Hoge Raad, 26-09-2025, ECLI:NL:HR:2025:1385, 24/00864
Hoge Raad, 26-09-2025, ECLI:NL:HR:2025:1385, 24/00864
Gegevens
- Instantie
- Hoge Raad
- Datum uitspraak
- 26 september 2025
- Datum publicatie
- 26 september 2025
- ECLI
- ECLI:NL:HR:2025:1385
- Formele relaties
- In cassatie op : ECLI:NL:GHDHA:2024:114
- Conclusie: ECLI:NL:PHR:2025:98
- Zaaknummer
- 24/00864
Inhoudsindicatie
Art. 220 Gemeentewet; tariefverhoging OZB eigenaren niet-woningen (o.a. verschuiving OZB van gebruikers naar eigenaren); exceptieve toetsing; evenredigheidsbeginsel.
Uitspraak
HOGE RAAD DER NEDERLANDEN
BELASTINGKAMER
Nummer 24/00864
Datum 26 september 2025
ARREST
in de zaak van
het DAGELIJKS BESTUUR VAN DE REGIONALE BELASTING GROEP
tegen
[X] B.V. (hierna: belanghebbende)
op het beroep in cassatie tegen de uitspraak van het Gerechtshof Den Haag van 31 januari 2024, nrs. BK-22/909 tot en met BK-22/9131, op het hoger beroep van belanghebbende tegen een uitspraak van de Rechtbank Rotterdam (nrs. ROT 22/363, 22/2781 en 22/2783 tot en met 22/2785) betreffende aanslagen in de onroerendezaakbelastingen voor eigenaren voor het jaar 2021.
1 Geding in cassatie
Het dagelijks bestuur van de Regionale Belasting Groep (hierna: het Dagelijks Bestuur), vertegenwoordigd door [P] , heeft tegen de uitspraak van het Hof beroep in cassatie ingesteld.

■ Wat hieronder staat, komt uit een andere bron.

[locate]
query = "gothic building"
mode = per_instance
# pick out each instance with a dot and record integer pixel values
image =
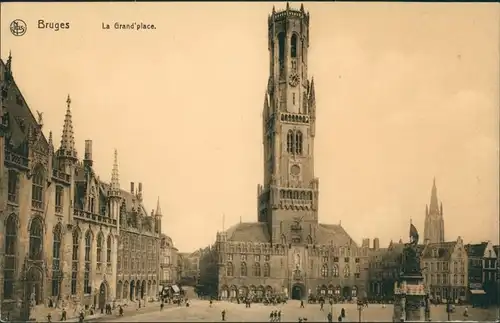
(287, 250)
(434, 223)
(61, 224)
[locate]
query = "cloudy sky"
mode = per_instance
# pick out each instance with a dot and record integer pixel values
(405, 92)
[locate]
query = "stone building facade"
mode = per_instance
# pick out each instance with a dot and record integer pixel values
(482, 273)
(59, 223)
(445, 270)
(168, 261)
(138, 258)
(287, 250)
(434, 221)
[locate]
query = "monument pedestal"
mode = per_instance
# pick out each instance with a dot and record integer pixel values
(409, 295)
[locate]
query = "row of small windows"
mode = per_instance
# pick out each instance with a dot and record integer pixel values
(325, 271)
(256, 270)
(294, 142)
(75, 263)
(137, 254)
(35, 253)
(37, 190)
(296, 195)
(443, 279)
(293, 46)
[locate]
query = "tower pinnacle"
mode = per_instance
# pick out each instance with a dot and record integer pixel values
(115, 178)
(158, 208)
(434, 205)
(67, 148)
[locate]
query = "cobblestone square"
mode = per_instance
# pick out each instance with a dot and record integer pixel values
(201, 311)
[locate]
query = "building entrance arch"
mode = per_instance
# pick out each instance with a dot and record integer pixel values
(298, 291)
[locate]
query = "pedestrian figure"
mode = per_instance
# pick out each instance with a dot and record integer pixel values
(63, 315)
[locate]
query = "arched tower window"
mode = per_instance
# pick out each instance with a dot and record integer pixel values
(347, 271)
(99, 247)
(36, 242)
(75, 261)
(293, 46)
(289, 141)
(298, 142)
(229, 269)
(56, 259)
(87, 288)
(324, 271)
(281, 51)
(9, 268)
(256, 269)
(335, 271)
(108, 250)
(267, 270)
(281, 44)
(243, 269)
(37, 187)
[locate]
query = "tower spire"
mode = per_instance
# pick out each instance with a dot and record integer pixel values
(434, 205)
(115, 176)
(158, 208)
(51, 142)
(67, 148)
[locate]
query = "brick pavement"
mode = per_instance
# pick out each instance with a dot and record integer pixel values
(200, 311)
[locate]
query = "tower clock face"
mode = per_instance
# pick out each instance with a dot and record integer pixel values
(294, 79)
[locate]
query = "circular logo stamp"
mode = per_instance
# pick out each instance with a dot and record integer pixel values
(18, 27)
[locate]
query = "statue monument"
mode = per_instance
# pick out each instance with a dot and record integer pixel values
(409, 291)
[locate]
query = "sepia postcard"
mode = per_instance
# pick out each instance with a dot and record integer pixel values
(249, 161)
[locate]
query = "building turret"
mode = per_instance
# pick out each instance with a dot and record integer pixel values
(87, 159)
(158, 216)
(114, 193)
(66, 153)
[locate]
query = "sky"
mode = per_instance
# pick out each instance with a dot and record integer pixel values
(405, 92)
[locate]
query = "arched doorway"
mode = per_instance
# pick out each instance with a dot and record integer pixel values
(103, 295)
(34, 286)
(132, 288)
(298, 291)
(143, 289)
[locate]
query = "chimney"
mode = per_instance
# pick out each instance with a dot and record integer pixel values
(87, 160)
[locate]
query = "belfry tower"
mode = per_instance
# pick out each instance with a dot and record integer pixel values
(288, 199)
(434, 222)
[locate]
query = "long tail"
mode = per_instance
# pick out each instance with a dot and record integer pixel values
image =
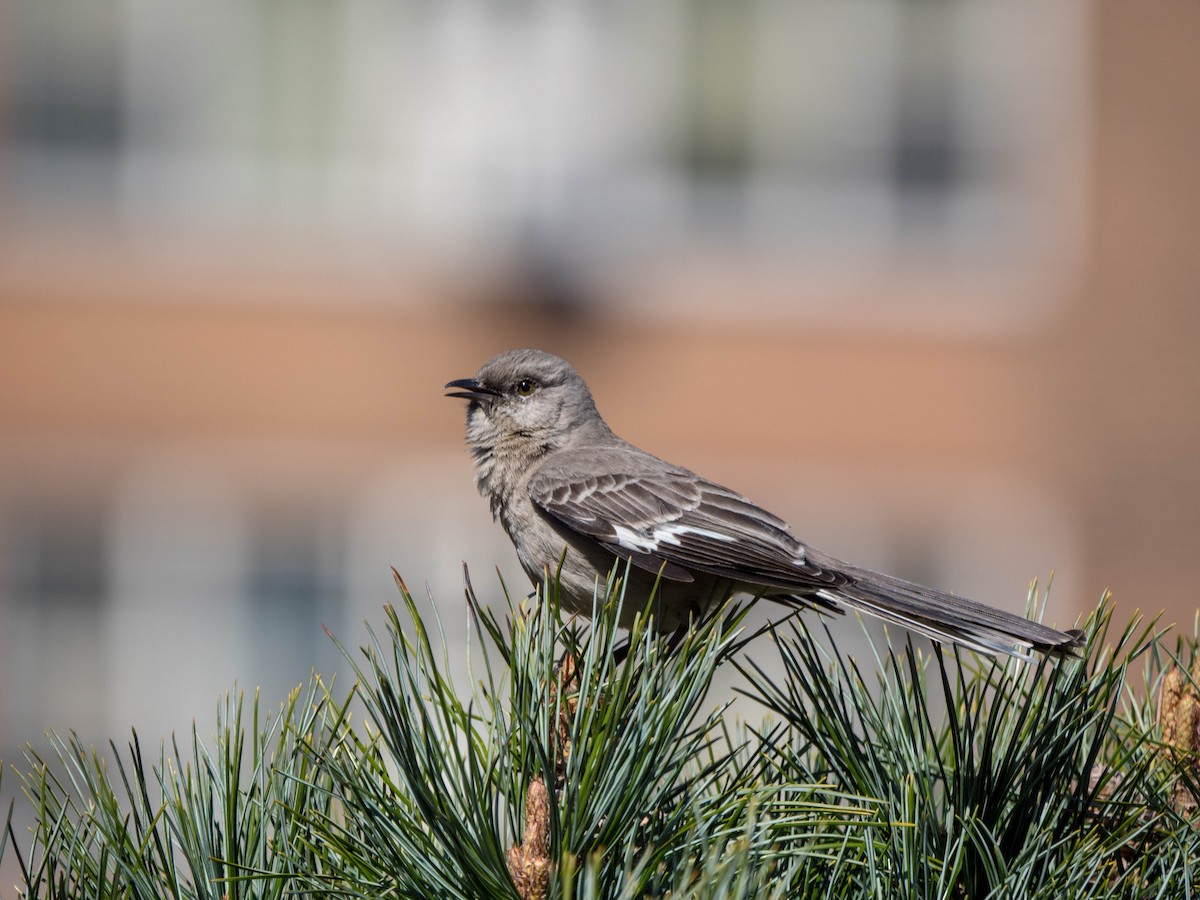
(948, 617)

Belanghebbende, vertegenwoordigd door G. van der Linden, heeft een verweerschrift ingediend. Zij heeft ook incidenteel beroep in cassatie ingesteld.
Het beroepschrift in cassatie en het geschrift waarbij incidenteel beroep in cassatie is ingesteld, zijn aan dit arrest gehecht en maken daarvan deel uit.
Het Dagelijks Bestuur heeft schriftelijk zijn zienswijze over het incidentele beroep naar voren gebracht.
Het Dagelijks Bestuur heeft in het principale beroep een conclusie van repliek ingediend.
Belanghebbende heeft in het principale beroep een conclusie van dupliek ingediend en heeft in het incidentele beroep een conclusie van repliek ingediend.
De Advocaat-Generaal M.R.T. Pauwels heeft op 24 januari 2025 geconcludeerd tot ongegrondverklaring van het principale beroep en tot gegrondverklaring van het incidentele beroep.2
2 Uitgangspunten in cassatie
Belanghebbende is eigenaar van vier onroerende zaken in de gemeente Vlaardingen (hierna: de gemeente). Ter zake van deze onroerende zaken zijn aan belanghebbende voor het jaar 2021 aanslagen in de onroerendezaakbelastingen voor eigenaren opgelegd (hierna: de aanslagen).
Voor de jaren tot en met 2020 heeft de gemeente voor onroerende zaken die niet in hoofdzaak tot woning dienen (hierna: niet-woningen) onroerendezaakbelastingen geheven van gebruikers en eigenaren naar twee tarieven, te weten een tarief voor degene die een niet-woning gebruikt en een tarief voor degene die van een niet-woning het genot krachtens eigendom, bezit of beperkt recht heeft.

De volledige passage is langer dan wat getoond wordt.